Until recently, the Internet has been associated with a mere network of interconnected computers that allowed us to communicate and access multimedia content. But that classic concept of the Internet has completely lost its validity. Since the appearance and rise of mobile devices and the subsequent appearance of smart devices, the Internet has grown exponentially, incorporating millions of new machines and electronic goods capable of capturing, processing, and exchanging data.


We’re definitely witnessing a fascinating time of rapid technological development in which innovations such as mobile devices, 5G networks, or machine learning are converging and subsequently pushing the expansion and evolution of IoT even further.


Last year, I was able to attend the Consumer Electronics Show, and I can tell you those innovations are already here to change our daily routines for good. I’m talking about things like Internet-connected appliances that will warn us when we run out of milk or TVs that we can use not only to watch our favorite online content but also for our workout, being able to estimate how many calories we burn with that workout.

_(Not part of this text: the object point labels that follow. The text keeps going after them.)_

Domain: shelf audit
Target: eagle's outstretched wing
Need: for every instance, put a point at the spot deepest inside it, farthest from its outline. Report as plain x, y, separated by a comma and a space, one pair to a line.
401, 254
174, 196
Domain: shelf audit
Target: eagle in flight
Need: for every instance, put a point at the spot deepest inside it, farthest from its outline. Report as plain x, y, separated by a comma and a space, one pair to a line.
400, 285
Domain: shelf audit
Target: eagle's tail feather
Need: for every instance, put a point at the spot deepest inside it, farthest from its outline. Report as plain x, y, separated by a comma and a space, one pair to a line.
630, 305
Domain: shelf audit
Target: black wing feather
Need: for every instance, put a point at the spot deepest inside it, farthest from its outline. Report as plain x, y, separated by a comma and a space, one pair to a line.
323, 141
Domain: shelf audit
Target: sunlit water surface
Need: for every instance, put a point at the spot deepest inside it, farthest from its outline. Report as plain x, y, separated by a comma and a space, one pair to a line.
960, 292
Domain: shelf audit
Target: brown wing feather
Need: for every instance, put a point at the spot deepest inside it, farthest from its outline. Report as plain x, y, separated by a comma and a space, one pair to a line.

Let me drop back a moment and ask what attracted you to this field.


I’m from Galicia, in Spain, and I went to school at the University of Vigo there. And when I finished my bachelor's degree in computer science, I started working as an intern in the SI6 Computer Graphics and Multimedia Lab. The projects that we had were all basically aimed at the development of graphics-based multimedia interactive tools. That's how I started getting interested in the relationship between machines—in this case computers—and users.


That led me to a project—this was in 2009—of creating some kind of interactive application that could allow the user to design a cabinet in an easy way. In Spain, it is very typical to create custom cabinets for your home. But it's kind of tricky because typically the designs are done using CAD software, which is very technically demanding. So my main goal was to come up with something that my mom or I could use to design the cabinet for our home, and then just send an order to the cabinet manufacturer, shortening the whole manufacturing chain.


What I came up with was a mobile application that provided the user with a touch-based experience—the user could, just with a finger, interactively design the cabinet. That was my first contact with mobile IoT work.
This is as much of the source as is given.